Anakin negó con la cabeza.
—No mucho —dijo.
—¿Sigues pensando en la carrera?
—Sí.
Y estaba pensando en ella, pero sobre todo pensaba en el viejo piloto, y en sus
historias de cómo había pilotado grandes naves que iban a mundos lejanos, de cómo había combatido por la República y había conocido a unos Caballeros Jedi.
—No quiero que vuelvas a tomar parte en las carreras, Annie —dijo su madre—. No quiero que le pidas a Watto que te deje participar en ellas. Prométeme que no se lo
pedirás.
Anakin asintió de mala gana.
—Lo prometo —respondió, y después reflexionó durante unos momentos—. Pero ¿y si Watto me dice que he de tomar parte en ellas, mamá? ¿Qué se supone que debo hacer entonces? He de obedecerlo en todo, de modo que si me dice que corra, no podré negarme.
Shmi le puso la mano en el brazo y le dio unas palmaditas.
—Me parece que después de lo que ha ocurrido hoy quizá no vuelva a pedirte que corras. Encontrará a algún otro.
Anakin no lo dijo, pero sabía que su madre estaba equivocada. No había nadie que fuese mejor que él. Ni siquiera Sebulba, si no podía hacer trampas. Y además,
Watto nunca pagaría a otro para que condujera su módulo cuando podía obligar a Anakin a pilotarlo sin cobrar. Watto seguiría furioso durante uno o dos días, y después comenzaría a pensar de nuevo en ganar. Antes de que terminara el mes, su
esclavo volvería a participar en las carreras de módulos.

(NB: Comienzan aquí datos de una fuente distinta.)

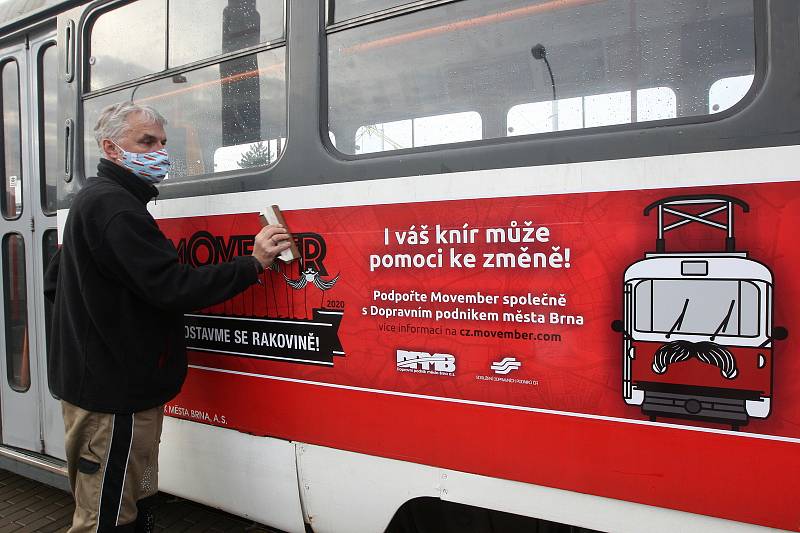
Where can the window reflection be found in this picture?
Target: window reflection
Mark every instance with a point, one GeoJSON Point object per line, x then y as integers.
{"type": "Point", "coordinates": [226, 26]}
{"type": "Point", "coordinates": [727, 92]}
{"type": "Point", "coordinates": [592, 111]}
{"type": "Point", "coordinates": [235, 103]}
{"type": "Point", "coordinates": [347, 9]}
{"type": "Point", "coordinates": [612, 62]}
{"type": "Point", "coordinates": [15, 293]}
{"type": "Point", "coordinates": [423, 131]}
{"type": "Point", "coordinates": [127, 42]}
{"type": "Point", "coordinates": [49, 248]}
{"type": "Point", "coordinates": [48, 127]}
{"type": "Point", "coordinates": [12, 156]}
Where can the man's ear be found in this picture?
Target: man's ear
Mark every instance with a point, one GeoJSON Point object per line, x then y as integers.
{"type": "Point", "coordinates": [110, 150]}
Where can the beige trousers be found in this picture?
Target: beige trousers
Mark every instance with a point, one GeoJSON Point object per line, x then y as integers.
{"type": "Point", "coordinates": [112, 462]}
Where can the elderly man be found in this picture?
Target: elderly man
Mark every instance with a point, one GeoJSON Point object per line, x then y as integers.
{"type": "Point", "coordinates": [117, 352]}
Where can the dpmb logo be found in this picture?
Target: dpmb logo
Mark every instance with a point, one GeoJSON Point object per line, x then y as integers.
{"type": "Point", "coordinates": [442, 364]}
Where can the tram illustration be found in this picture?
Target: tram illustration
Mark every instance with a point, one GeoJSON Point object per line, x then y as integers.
{"type": "Point", "coordinates": [698, 333]}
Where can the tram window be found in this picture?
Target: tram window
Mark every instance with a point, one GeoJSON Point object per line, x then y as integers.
{"type": "Point", "coordinates": [478, 55]}
{"type": "Point", "coordinates": [49, 248]}
{"type": "Point", "coordinates": [127, 42]}
{"type": "Point", "coordinates": [423, 131]}
{"type": "Point", "coordinates": [48, 127]}
{"type": "Point", "coordinates": [705, 307]}
{"type": "Point", "coordinates": [346, 9]}
{"type": "Point", "coordinates": [224, 27]}
{"type": "Point", "coordinates": [591, 111]}
{"type": "Point", "coordinates": [248, 155]}
{"type": "Point", "coordinates": [16, 313]}
{"type": "Point", "coordinates": [234, 103]}
{"type": "Point", "coordinates": [725, 93]}
{"type": "Point", "coordinates": [12, 155]}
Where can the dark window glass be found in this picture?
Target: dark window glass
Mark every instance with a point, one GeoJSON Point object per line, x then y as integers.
{"type": "Point", "coordinates": [15, 293]}
{"type": "Point", "coordinates": [48, 127]}
{"type": "Point", "coordinates": [222, 117]}
{"type": "Point", "coordinates": [347, 9]}
{"type": "Point", "coordinates": [612, 61]}
{"type": "Point", "coordinates": [12, 156]}
{"type": "Point", "coordinates": [225, 26]}
{"type": "Point", "coordinates": [49, 248]}
{"type": "Point", "coordinates": [127, 42]}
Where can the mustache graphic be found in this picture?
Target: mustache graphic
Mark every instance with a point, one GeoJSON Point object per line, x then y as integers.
{"type": "Point", "coordinates": [708, 352]}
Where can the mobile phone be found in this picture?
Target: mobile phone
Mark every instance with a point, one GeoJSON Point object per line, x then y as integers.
{"type": "Point", "coordinates": [273, 215]}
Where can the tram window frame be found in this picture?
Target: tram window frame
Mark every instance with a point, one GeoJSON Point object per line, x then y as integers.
{"type": "Point", "coordinates": [328, 27]}
{"type": "Point", "coordinates": [40, 74]}
{"type": "Point", "coordinates": [86, 94]}
{"type": "Point", "coordinates": [21, 177]}
{"type": "Point", "coordinates": [4, 244]}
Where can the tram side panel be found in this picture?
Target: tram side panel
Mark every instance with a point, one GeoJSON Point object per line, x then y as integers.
{"type": "Point", "coordinates": [448, 333]}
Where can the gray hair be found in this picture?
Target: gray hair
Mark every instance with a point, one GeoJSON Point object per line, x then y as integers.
{"type": "Point", "coordinates": [113, 121]}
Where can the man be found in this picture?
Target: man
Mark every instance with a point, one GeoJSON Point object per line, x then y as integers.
{"type": "Point", "coordinates": [117, 351]}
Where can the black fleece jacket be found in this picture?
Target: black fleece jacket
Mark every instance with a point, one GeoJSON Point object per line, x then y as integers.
{"type": "Point", "coordinates": [117, 337]}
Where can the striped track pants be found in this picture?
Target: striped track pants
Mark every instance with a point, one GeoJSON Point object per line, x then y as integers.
{"type": "Point", "coordinates": [113, 463]}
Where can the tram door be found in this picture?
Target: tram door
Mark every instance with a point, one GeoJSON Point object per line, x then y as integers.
{"type": "Point", "coordinates": [29, 414]}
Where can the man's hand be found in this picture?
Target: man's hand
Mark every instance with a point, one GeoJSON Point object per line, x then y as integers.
{"type": "Point", "coordinates": [270, 242]}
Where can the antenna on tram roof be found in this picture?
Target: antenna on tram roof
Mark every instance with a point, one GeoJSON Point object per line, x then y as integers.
{"type": "Point", "coordinates": [539, 52]}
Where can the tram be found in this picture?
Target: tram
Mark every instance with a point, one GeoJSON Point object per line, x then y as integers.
{"type": "Point", "coordinates": [709, 311]}
{"type": "Point", "coordinates": [464, 181]}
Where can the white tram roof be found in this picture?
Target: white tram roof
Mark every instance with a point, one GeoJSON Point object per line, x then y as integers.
{"type": "Point", "coordinates": [14, 10]}
{"type": "Point", "coordinates": [696, 265]}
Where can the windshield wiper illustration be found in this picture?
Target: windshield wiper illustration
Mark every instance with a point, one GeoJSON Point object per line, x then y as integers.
{"type": "Point", "coordinates": [724, 324]}
{"type": "Point", "coordinates": [679, 321]}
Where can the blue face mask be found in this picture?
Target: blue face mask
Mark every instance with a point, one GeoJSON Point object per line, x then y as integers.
{"type": "Point", "coordinates": [152, 167]}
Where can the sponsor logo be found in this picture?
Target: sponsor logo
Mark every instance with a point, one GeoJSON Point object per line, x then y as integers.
{"type": "Point", "coordinates": [426, 363]}
{"type": "Point", "coordinates": [204, 248]}
{"type": "Point", "coordinates": [505, 366]}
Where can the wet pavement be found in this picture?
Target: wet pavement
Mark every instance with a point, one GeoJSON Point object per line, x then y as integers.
{"type": "Point", "coordinates": [29, 506]}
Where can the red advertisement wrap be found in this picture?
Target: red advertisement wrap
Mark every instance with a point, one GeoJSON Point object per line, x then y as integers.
{"type": "Point", "coordinates": [547, 339]}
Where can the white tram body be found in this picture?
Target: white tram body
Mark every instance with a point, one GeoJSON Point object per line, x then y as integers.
{"type": "Point", "coordinates": [458, 175]}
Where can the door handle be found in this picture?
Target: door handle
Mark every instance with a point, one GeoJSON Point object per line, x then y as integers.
{"type": "Point", "coordinates": [69, 149]}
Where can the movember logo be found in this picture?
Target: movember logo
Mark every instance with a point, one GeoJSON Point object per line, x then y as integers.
{"type": "Point", "coordinates": [708, 352]}
{"type": "Point", "coordinates": [204, 248]}
{"type": "Point", "coordinates": [307, 340]}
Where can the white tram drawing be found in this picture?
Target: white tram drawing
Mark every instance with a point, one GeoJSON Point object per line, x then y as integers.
{"type": "Point", "coordinates": [698, 333]}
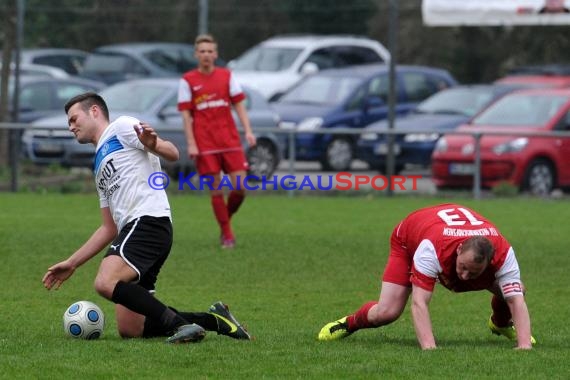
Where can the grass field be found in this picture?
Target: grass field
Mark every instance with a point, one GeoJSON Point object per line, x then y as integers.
{"type": "Point", "coordinates": [299, 263]}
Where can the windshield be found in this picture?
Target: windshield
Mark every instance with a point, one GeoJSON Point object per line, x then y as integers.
{"type": "Point", "coordinates": [105, 63]}
{"type": "Point", "coordinates": [522, 110]}
{"type": "Point", "coordinates": [321, 90]}
{"type": "Point", "coordinates": [136, 97]}
{"type": "Point", "coordinates": [460, 101]}
{"type": "Point", "coordinates": [262, 58]}
{"type": "Point", "coordinates": [173, 60]}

Anakin alzó los ojos hacia el cielo —la mano de su madre seguía suavemente
posada sobre su brazo—, y pensó en qué se sentiría al estar allí arriba, pilotando cazas y cruceros de combate, yendo a mundos lejanos y lugares extraños. Wald podía decir lo que quisiera, pero Anakin no sería un esclavo toda su vida. Algún día dejaría de ser un niño. Encontraría el modo de salir de Tatooine. Los sueños danzaron
locamente en su cabeza en un caleidoscopio de imágenes resplandecientes mientras
contemplaba las estrellas. Se imaginó cómo sería estar allá arriba. Podía verlo con toda claridad en su mente, y eso le hizo sonreír.

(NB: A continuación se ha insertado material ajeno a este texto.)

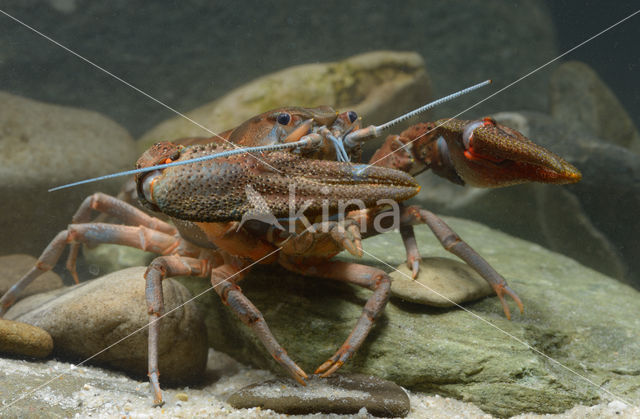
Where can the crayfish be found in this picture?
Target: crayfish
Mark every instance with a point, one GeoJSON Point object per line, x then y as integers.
{"type": "Point", "coordinates": [281, 199]}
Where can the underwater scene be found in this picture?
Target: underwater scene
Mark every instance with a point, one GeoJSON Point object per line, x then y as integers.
{"type": "Point", "coordinates": [259, 283]}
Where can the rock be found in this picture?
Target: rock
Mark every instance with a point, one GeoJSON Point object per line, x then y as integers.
{"type": "Point", "coordinates": [339, 394]}
{"type": "Point", "coordinates": [86, 391]}
{"type": "Point", "coordinates": [48, 145]}
{"type": "Point", "coordinates": [583, 102]}
{"type": "Point", "coordinates": [583, 319]}
{"type": "Point", "coordinates": [87, 318]}
{"type": "Point", "coordinates": [13, 267]}
{"type": "Point", "coordinates": [609, 190]}
{"type": "Point", "coordinates": [107, 258]}
{"type": "Point", "coordinates": [374, 84]}
{"type": "Point", "coordinates": [22, 339]}
{"type": "Point", "coordinates": [441, 282]}
{"type": "Point", "coordinates": [563, 218]}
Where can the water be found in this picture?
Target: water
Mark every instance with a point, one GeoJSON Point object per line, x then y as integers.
{"type": "Point", "coordinates": [188, 54]}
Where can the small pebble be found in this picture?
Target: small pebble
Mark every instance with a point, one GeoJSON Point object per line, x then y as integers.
{"type": "Point", "coordinates": [441, 282]}
{"type": "Point", "coordinates": [17, 338]}
{"type": "Point", "coordinates": [341, 394]}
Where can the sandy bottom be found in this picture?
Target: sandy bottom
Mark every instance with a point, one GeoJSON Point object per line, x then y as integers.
{"type": "Point", "coordinates": [57, 389]}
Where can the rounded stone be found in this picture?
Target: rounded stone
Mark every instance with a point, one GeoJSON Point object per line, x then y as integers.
{"type": "Point", "coordinates": [341, 394]}
{"type": "Point", "coordinates": [441, 282]}
{"type": "Point", "coordinates": [86, 319]}
{"type": "Point", "coordinates": [17, 338]}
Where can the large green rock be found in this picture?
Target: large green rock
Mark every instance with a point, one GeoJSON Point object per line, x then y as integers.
{"type": "Point", "coordinates": [582, 319]}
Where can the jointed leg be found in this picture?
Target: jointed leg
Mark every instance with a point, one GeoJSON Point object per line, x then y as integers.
{"type": "Point", "coordinates": [114, 207]}
{"type": "Point", "coordinates": [93, 234]}
{"type": "Point", "coordinates": [223, 279]}
{"type": "Point", "coordinates": [454, 244]}
{"type": "Point", "coordinates": [365, 276]}
{"type": "Point", "coordinates": [161, 268]}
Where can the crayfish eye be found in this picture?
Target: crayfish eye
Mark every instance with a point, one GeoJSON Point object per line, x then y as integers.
{"type": "Point", "coordinates": [283, 118]}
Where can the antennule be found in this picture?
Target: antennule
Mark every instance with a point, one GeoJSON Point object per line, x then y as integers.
{"type": "Point", "coordinates": [374, 131]}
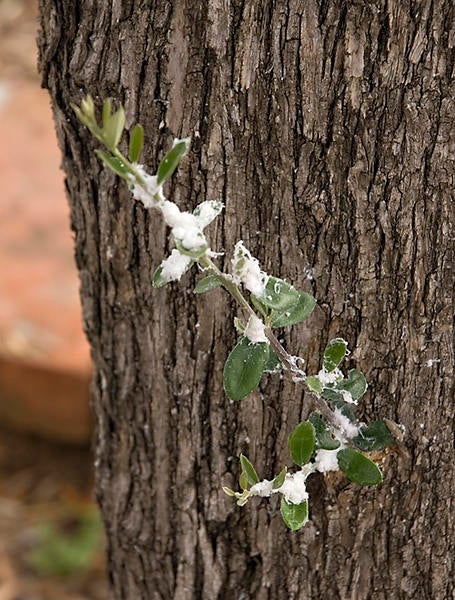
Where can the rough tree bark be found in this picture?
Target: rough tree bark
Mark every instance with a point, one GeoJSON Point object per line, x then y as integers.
{"type": "Point", "coordinates": [327, 129]}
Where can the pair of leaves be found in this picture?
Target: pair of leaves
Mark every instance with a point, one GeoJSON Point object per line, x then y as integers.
{"type": "Point", "coordinates": [289, 305]}
{"type": "Point", "coordinates": [244, 367]}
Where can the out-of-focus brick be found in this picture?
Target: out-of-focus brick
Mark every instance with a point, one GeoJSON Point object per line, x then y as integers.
{"type": "Point", "coordinates": [44, 356]}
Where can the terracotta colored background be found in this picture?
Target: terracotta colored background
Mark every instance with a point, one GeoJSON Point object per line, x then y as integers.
{"type": "Point", "coordinates": [44, 357]}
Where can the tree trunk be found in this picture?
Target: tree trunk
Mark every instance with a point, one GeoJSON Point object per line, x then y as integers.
{"type": "Point", "coordinates": [327, 130]}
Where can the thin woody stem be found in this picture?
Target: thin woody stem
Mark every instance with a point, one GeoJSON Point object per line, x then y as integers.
{"type": "Point", "coordinates": [287, 360]}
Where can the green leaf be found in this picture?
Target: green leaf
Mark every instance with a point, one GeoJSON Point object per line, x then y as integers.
{"type": "Point", "coordinates": [209, 283]}
{"type": "Point", "coordinates": [114, 164]}
{"type": "Point", "coordinates": [248, 469]}
{"type": "Point", "coordinates": [193, 253]}
{"type": "Point", "coordinates": [107, 109]}
{"type": "Point", "coordinates": [355, 384]}
{"type": "Point", "coordinates": [157, 280]}
{"type": "Point", "coordinates": [295, 314]}
{"type": "Point", "coordinates": [171, 160]}
{"type": "Point", "coordinates": [324, 438]}
{"type": "Point", "coordinates": [273, 363]}
{"type": "Point", "coordinates": [376, 436]}
{"type": "Point", "coordinates": [358, 468]}
{"type": "Point", "coordinates": [294, 515]}
{"type": "Point", "coordinates": [136, 142]}
{"type": "Point", "coordinates": [279, 479]}
{"type": "Point", "coordinates": [334, 353]}
{"type": "Point", "coordinates": [244, 367]}
{"type": "Point", "coordinates": [88, 107]}
{"type": "Point", "coordinates": [243, 498]}
{"type": "Point", "coordinates": [113, 128]}
{"type": "Point", "coordinates": [239, 326]}
{"type": "Point", "coordinates": [279, 295]}
{"type": "Point", "coordinates": [261, 308]}
{"type": "Point", "coordinates": [243, 481]}
{"type": "Point", "coordinates": [301, 443]}
{"type": "Point", "coordinates": [314, 385]}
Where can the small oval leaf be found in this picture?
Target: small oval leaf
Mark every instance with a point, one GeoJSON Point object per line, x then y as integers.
{"type": "Point", "coordinates": [243, 481]}
{"type": "Point", "coordinates": [171, 160]}
{"type": "Point", "coordinates": [244, 367]}
{"type": "Point", "coordinates": [324, 438]}
{"type": "Point", "coordinates": [314, 385]}
{"type": "Point", "coordinates": [136, 142]}
{"type": "Point", "coordinates": [279, 479]}
{"type": "Point", "coordinates": [334, 353]}
{"type": "Point", "coordinates": [358, 468]}
{"type": "Point", "coordinates": [197, 253]}
{"type": "Point", "coordinates": [295, 314]}
{"type": "Point", "coordinates": [294, 515]}
{"type": "Point", "coordinates": [249, 470]}
{"type": "Point", "coordinates": [301, 443]}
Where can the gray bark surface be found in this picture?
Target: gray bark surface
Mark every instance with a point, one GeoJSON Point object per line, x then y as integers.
{"type": "Point", "coordinates": [327, 130]}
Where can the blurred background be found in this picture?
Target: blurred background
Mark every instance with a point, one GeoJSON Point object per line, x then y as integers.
{"type": "Point", "coordinates": [51, 545]}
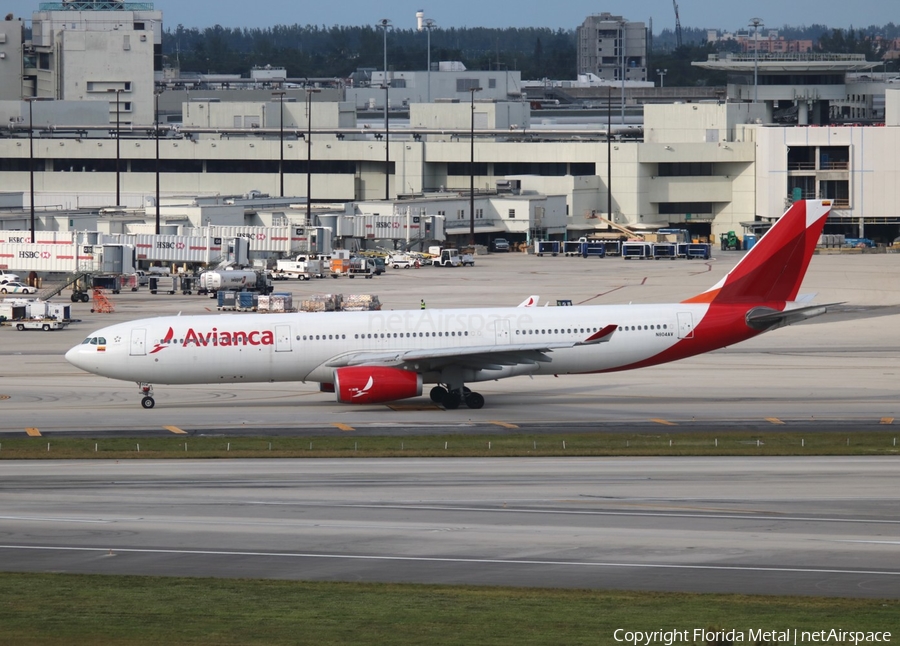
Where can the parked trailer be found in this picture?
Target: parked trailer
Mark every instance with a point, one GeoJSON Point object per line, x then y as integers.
{"type": "Point", "coordinates": [542, 247]}
{"type": "Point", "coordinates": [636, 250]}
{"type": "Point", "coordinates": [595, 249]}
{"type": "Point", "coordinates": [211, 282]}
{"type": "Point", "coordinates": [665, 250]}
{"type": "Point", "coordinates": [698, 251]}
{"type": "Point", "coordinates": [612, 247]}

Algún día haré todo lo que tú has hecho, pensó, viendo el rostro del viejo piloto suspendido en la oscuridad delante de él, la sonrisa burlona y los extraños ojos grises.
Todo.
Respiró hondo y contuvo el aliento. Incluso volaré con los Caballeros Jedi, se dijo. Después exhaló lentamente, y la promesa quedó sellada.